その事件は頂上戦争から半年後の事であった。
〇頂上戦争終戦から1週間後
「なにー!?海軍をやめる!?」
慌てふためくヘルメッポの口を塞ぐ
「違いますよ!僕はSWORDに入隊するのに辞表を渡しただけですってば!」
「SWORDってあのサイファーポールみてーな集団の事か!?あぶねーって!」
「俺達まだ覇気すらちゃんとマスターしてねぇんだぜ!?そんな組織に入ったら一瞬にお陀仏だって!」
「‥‥覇気が必要なら死ぬ気で覚えます。」
「で、でもよ!」
「‥‥頂上戦争の事覚えてますか?」
「‥‥そんなの忘れるわけねぇだろ。俺まだ夢にすら出てくるんだぞ」
「本来であれば僕はあの時、サカヅキ大将に殺されるはずだった。」
「ああ、でもあの赤髪のシャンクスにたすけてもらったんだよな。」
「僕思ったんです。どれだけ人を助けたいと思っても力が無かったらそれは何もして無いのと同じだという事に」
「コビーは十分強えって」
「確かに僕も強くなったとは思います。」
「ですがルフィさんや他のライバルも努力してます。才能がある人が努力しているんですから僕みたいな才能の無い人間はそれに追いつくためには実践しかないんです。僕は僕の夢やルフィさんに追いつくなら命だってかけれます!」
その気迫に気圧されたのか、ヘルメッポは少しの沈黙する。そして、数秒後、口を開いた。
「‥‥よし!俺も行く!」
「ヘルメッポさん!無理しなくていいんですよ!」
「俺も親父を超えるためなら何だってやってやる!だからこそ!ここまで来たんだ!」
「ヘルメッポさん‥‥!ありがとうございます!」
「別に感謝されるような事なんてしてねぇよ」
「で、SWORDはどこにいけば加入できるんた?」
「そうですね、どこにいけば良いんでしょう。」
「おいおい勢いで辞表を出したのかよ頼むぜほんと」
「うーん‥あ!そうだ!」
「お!何か思いついたのか!?」
「ガープさんに聞いてみましょう!ガープさんなら色々と知ってるかもしれませんし!」
「うーん!ダメ!」
「えー!なんでなんですか!」
「おぬしら!まともに覇気すら使えんじゃろが!しかもコビー!お前は軍艦バッグで1つも軍艦潰してないじゃろ!」
「そん!水臭いですよガープ中将!」
「SWORDなんかに加入すればお前らなんかすぐにけちょんけちょんにされて海の藻屑にされるだけじゃ!」
「で、でもよぉ‥‥」
「お願いします!」
勢いよく土下座をするコビー。

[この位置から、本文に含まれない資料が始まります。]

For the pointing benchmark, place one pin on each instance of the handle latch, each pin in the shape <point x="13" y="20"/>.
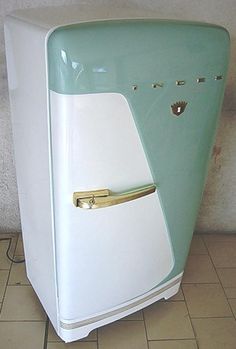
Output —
<point x="104" y="197"/>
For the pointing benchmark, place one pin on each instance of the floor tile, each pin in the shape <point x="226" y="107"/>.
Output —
<point x="206" y="300"/>
<point x="177" y="297"/>
<point x="3" y="282"/>
<point x="18" y="275"/>
<point x="4" y="261"/>
<point x="21" y="303"/>
<point x="74" y="345"/>
<point x="123" y="335"/>
<point x="197" y="246"/>
<point x="222" y="252"/>
<point x="53" y="337"/>
<point x="22" y="335"/>
<point x="199" y="269"/>
<point x="138" y="315"/>
<point x="230" y="292"/>
<point x="232" y="303"/>
<point x="227" y="276"/>
<point x="179" y="344"/>
<point x="217" y="333"/>
<point x="168" y="320"/>
<point x="218" y="237"/>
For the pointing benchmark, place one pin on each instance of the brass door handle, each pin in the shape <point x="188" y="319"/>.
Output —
<point x="104" y="197"/>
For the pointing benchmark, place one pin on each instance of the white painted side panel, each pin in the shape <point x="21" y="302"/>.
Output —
<point x="106" y="256"/>
<point x="28" y="97"/>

それでもガープは首を縦に振らなかった。
「僕!海軍大将になりたいんです!ルフィさんを超えたいんです!」
「そんなのわざわざSWORDに入らんくてもできる事じゃろうがい」
「僕は!自分自身のためにただ海軍大将になりたい訳じゃない!僕は守るべき人達を助け!僕の正義と皆の正義を守れる海軍大将になりたいんです!!!」
「それが僕の夢なんです!どうかお願いします!!!」
その気迫は自身の若い頃に少し似ていた。
「‥‥わかった。SWORDの加入についてワシがSWORDの連中に問い合わせてやろう」
「え?良いんですか!?」
「ただし!条件がある!」
「条件は2つ!1つ目は今から半年後の実技試験に合格する事!そして2つ目は試験その間のスペシャルハード修行に耐える事じゃ!」
「実技試験に不合格になれば二度とSWORDには加入させん!良いな!」
「はい!」「おう!」
「でもスペシャルハード修行って何なんだ?」
「よく聞いてくれた。ヘルメッポくん!」
急な言葉遣いに少し動揺するコビー達
「この修行はクザンさえ途中でやめだしたワシさえ厳しいと思える修行になる!」
「あのクザン大将が!?」
「あのガープ大将が!?」
「最悪この修行で命を落としかねん修行じゃ!」
「じゃがこの修行に耐えれば100%覇気はマスターできる!それはワシが保証しよう」
「お前らこの修行をうける覚悟はあるか!」
「ここまで啖呵切ったんだ!後には引けねぇぜ!」
「どんな修行も耐えてみます!」
こうして、彼らの修行が始まった。